Time to Face Facts About CAE Independence
Norman Marks, CRMA, CPA, is a vice president for SAP and has been a chief audit executive and chief risk officer at major global corporations for more than 20 years.
I recently read how more than half the CAEs in a survey planned to move into a management role, perhaps in the next two years or so. Doesn't that present a significant risk to their independence and objectivity?
When I interviewed for my first CAE job, the CFO said that if he hired me (which he thankfully did) it would not be to run internal audit. It would be for the positions I would hold after I had done that for a few years.
Was I influenced? I would like to think that my personal integrity kept me honest. But is that true for every CAE?
How about the CAE who has been moved into the internal audit executive position from another area, with the plan to rotate again in a year or two? Some companies do this very deliberately, so that the CAE is always somebody who knows the business and can work effectively within it. But, is that person objective? How can they be?
Here's another question: many companies have the audit committee have the final interview and decide among 1-3 candidates for CAE. But, who selected those candidates? Was it HR, without any influence from management, or did the CFO and staff conduct the process. How likely are they to present candidates free from (unconscious) obligation, or ambition to work within the management team? Doesn't the CFO usually look for people who have the potential to move into his organization later?
Or, what about the fiction that the audit committee approves CAE compensation? They may have a word to say that is included in the performance evaluation, but how often do they lead that process and how often do they decide the level of salary and bonus? How often do they override the management process?

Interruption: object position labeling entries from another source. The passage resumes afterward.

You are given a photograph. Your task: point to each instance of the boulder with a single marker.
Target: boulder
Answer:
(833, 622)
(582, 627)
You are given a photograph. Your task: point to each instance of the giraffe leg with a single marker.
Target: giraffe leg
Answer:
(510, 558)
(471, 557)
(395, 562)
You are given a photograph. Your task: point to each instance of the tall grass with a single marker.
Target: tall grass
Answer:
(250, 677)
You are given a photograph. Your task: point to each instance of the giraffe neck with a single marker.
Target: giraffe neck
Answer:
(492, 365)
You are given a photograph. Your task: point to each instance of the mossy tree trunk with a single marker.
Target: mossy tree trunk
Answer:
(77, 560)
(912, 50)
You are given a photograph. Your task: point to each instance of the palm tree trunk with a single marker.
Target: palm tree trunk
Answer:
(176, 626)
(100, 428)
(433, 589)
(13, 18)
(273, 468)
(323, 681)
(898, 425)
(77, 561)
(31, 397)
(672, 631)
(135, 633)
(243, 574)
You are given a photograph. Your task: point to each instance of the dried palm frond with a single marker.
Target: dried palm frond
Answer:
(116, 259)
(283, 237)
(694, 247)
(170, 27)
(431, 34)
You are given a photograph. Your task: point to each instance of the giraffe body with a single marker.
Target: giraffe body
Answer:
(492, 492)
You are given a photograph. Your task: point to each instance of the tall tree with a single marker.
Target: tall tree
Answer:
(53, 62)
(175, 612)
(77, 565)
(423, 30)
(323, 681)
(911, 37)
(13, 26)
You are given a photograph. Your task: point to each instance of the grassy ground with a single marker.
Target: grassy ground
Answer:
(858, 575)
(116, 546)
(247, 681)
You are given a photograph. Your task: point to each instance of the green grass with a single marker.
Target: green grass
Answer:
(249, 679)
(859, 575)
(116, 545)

Finally, there is the dismal record of CAEs being pushed out the door after reporting significant issues. It is true that they rarely (these days) get fired straight away, but all reports I have heard support the notion that the death is a slow but sure one: in about two years, most are gone. Of course, the official cause for termination is always something different.
So what do you think?
What needs to be fixed?
Will audit committees see the problem and step up to own and fix it?